Com efeito, como havíamos tratado anteriormente, a situação não nos deixa maiores alternativas a não ser o “#FicaEmCasa” pra tentarmos, no mínimo, “achatar a curva” da pandemia para que a Organização Mundial da Saúde – OMS e os Estados-Nação possam entender melhor a situação e traçar planos para o combate à pandemia.
Nessa situação inédita, então, estes Estados-Nação, ou seja, os diferentes países do contexto e “concerto global”, passaram do “dia pra noite” a ter que dirigir as suas economias através de “expansão fiscal”, ou seja, “imprimindo dinheiro” aos moldes “Keynesianos” e financiando e provendo recursos financeiros diretamente às famílias de trabalhadores, mães e pais de família e às empresas (de todos os portes, tamanhos, tipos e setores).
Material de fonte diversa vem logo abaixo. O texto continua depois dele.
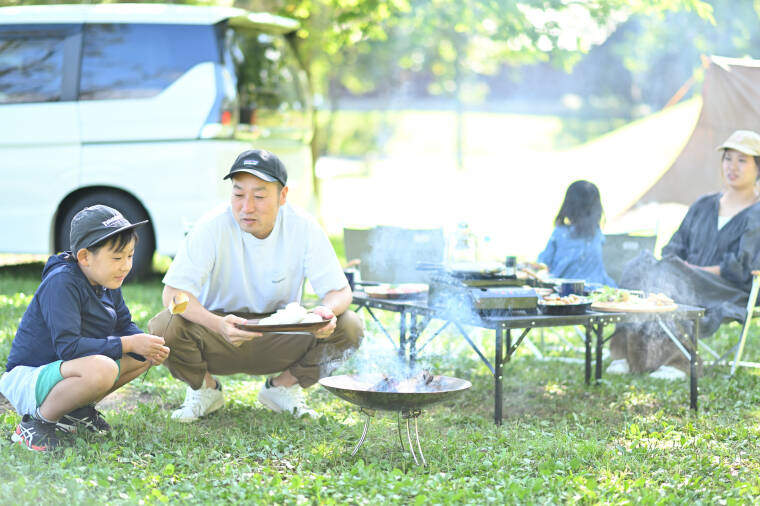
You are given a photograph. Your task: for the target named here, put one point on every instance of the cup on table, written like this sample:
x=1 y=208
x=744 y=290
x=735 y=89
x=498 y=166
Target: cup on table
x=571 y=286
x=350 y=277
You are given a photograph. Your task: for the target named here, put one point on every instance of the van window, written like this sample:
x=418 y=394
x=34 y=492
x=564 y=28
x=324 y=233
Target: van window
x=31 y=69
x=271 y=84
x=140 y=60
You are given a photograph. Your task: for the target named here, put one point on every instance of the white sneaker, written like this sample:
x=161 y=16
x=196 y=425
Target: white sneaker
x=199 y=403
x=619 y=366
x=288 y=399
x=668 y=372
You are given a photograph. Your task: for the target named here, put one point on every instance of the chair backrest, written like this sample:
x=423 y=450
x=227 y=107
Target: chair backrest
x=619 y=249
x=390 y=254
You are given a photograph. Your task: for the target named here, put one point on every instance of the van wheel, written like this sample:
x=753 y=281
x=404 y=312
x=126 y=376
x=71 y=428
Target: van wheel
x=143 y=259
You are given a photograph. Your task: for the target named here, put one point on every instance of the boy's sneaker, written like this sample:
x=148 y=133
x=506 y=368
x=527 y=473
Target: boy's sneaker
x=619 y=366
x=288 y=399
x=36 y=435
x=199 y=403
x=86 y=417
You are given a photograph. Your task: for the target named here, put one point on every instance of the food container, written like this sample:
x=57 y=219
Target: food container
x=564 y=309
x=571 y=286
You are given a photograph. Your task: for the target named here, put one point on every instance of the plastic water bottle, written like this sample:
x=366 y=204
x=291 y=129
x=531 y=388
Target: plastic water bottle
x=462 y=245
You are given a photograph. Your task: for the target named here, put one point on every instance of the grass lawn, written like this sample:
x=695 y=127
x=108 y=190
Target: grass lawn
x=627 y=440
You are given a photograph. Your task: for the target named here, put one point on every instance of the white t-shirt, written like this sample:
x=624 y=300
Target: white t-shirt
x=232 y=271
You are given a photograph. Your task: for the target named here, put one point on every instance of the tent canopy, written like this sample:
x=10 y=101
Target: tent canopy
x=730 y=101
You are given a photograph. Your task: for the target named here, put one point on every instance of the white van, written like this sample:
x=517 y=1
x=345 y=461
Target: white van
x=143 y=108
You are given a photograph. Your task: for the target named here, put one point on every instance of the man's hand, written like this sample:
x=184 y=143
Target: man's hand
x=234 y=335
x=326 y=313
x=149 y=346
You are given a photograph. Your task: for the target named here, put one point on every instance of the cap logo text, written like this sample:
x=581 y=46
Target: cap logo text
x=114 y=221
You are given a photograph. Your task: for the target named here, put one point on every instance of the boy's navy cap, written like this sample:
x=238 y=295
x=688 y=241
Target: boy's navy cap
x=262 y=164
x=95 y=223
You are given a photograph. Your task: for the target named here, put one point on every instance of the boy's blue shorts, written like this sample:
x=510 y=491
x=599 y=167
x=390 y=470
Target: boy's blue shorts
x=27 y=387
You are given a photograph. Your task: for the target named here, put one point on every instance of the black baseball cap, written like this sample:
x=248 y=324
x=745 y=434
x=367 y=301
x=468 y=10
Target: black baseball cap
x=262 y=164
x=96 y=223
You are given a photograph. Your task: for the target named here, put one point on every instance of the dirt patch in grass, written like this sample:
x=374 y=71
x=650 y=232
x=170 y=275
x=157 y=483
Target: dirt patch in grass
x=127 y=399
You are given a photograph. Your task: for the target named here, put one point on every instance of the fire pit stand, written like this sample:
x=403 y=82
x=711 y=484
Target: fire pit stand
x=405 y=415
x=407 y=405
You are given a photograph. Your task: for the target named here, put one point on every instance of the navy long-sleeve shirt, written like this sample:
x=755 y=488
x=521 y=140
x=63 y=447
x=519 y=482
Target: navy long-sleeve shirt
x=70 y=318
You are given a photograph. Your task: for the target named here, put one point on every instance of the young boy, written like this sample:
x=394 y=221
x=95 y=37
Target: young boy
x=76 y=342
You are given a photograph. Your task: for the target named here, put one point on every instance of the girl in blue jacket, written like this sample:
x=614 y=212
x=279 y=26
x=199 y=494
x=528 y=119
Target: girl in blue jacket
x=574 y=250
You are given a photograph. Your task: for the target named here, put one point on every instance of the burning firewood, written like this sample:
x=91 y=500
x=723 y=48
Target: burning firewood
x=420 y=382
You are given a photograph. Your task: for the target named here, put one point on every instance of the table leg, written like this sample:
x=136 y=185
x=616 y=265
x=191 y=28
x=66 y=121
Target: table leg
x=587 y=342
x=497 y=375
x=414 y=333
x=402 y=345
x=693 y=364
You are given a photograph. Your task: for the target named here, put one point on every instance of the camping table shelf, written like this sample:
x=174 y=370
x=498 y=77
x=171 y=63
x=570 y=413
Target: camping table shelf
x=416 y=315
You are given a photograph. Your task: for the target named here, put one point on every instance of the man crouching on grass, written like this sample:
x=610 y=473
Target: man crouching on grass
x=76 y=342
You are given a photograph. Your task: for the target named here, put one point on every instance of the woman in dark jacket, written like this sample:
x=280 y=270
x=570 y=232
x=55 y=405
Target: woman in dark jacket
x=707 y=263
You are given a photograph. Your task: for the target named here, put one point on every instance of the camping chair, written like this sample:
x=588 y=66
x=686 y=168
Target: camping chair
x=752 y=311
x=390 y=254
x=619 y=249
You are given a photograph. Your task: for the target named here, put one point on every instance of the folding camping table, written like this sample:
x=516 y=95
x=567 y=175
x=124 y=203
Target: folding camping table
x=415 y=316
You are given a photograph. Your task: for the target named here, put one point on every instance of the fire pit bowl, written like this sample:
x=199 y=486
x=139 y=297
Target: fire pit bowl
x=407 y=396
x=358 y=390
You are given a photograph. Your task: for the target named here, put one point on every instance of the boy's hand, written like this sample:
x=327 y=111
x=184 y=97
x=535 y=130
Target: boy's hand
x=149 y=346
x=234 y=335
x=159 y=357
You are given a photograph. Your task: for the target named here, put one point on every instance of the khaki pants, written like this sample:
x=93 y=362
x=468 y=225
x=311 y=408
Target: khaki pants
x=196 y=350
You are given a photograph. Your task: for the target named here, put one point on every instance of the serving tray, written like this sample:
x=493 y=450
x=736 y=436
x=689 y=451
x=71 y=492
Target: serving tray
x=253 y=326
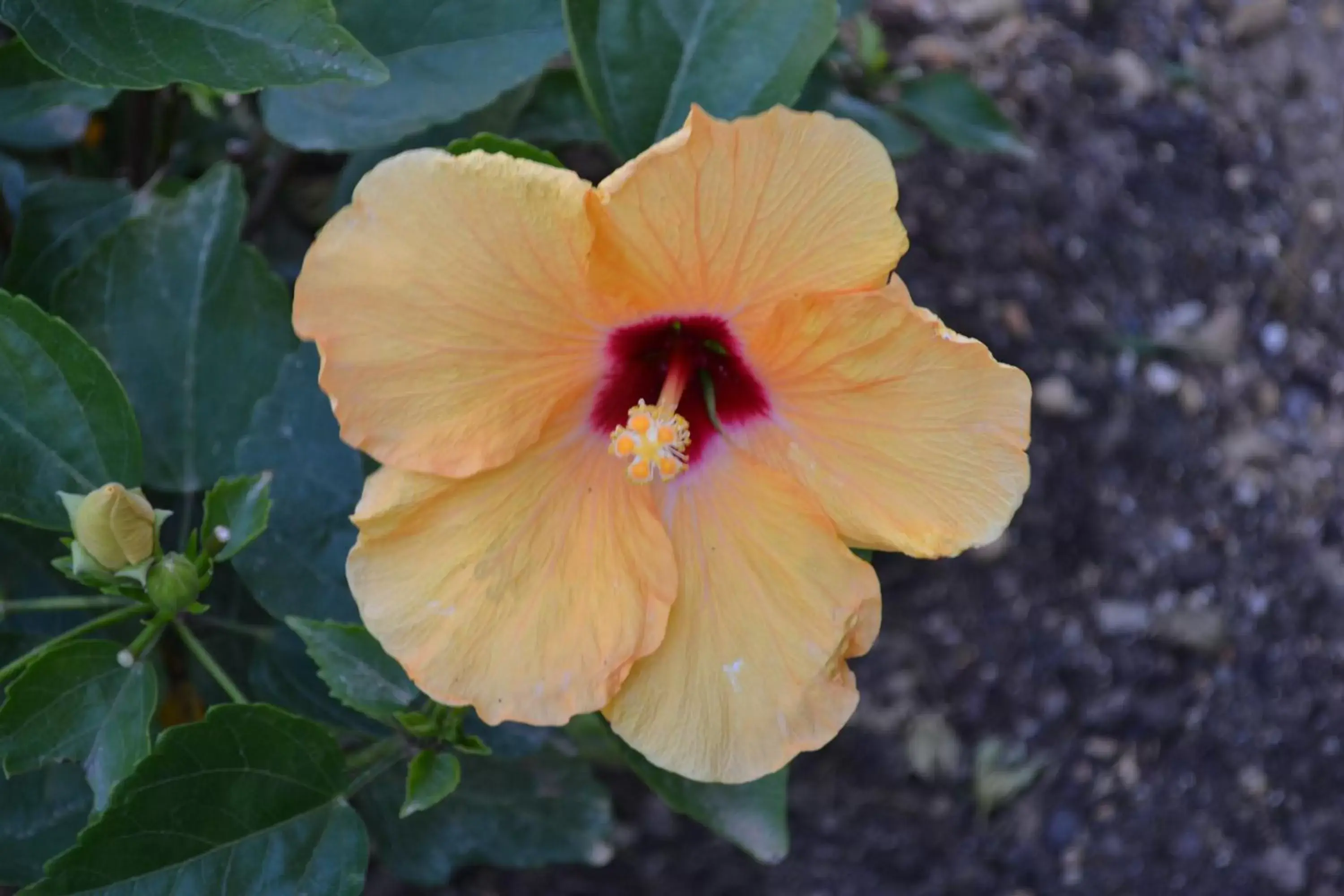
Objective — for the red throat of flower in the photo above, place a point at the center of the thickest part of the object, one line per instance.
(693, 371)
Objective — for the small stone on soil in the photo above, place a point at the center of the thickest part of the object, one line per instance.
(1285, 870)
(1198, 629)
(1132, 76)
(933, 747)
(1254, 19)
(1163, 379)
(1055, 397)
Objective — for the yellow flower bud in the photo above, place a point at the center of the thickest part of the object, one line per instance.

E de onde virão esses recursos financeiros para arcar com esse esforço fantástico de muitos trilhões de dólares norte-americanos no somatório dessas despesas e políticas públicas mundo afora?
Virão (e já estão vindo, vide programas brasileiros já em execução como o “Auxílio Emergencial aos Trabalhadores Informais”) dos tesouros nacionais dos diferentes países do globo, das organizações multilaterais internacionais, como, por exemplo, o Fundo Monetário Internacional – FMI.
E como então essa dinheirama vai retornar ao Estado ou até mesmo ser “levantada” pelos governos e entidades para distribuição/financiamento dessas políticas públicas?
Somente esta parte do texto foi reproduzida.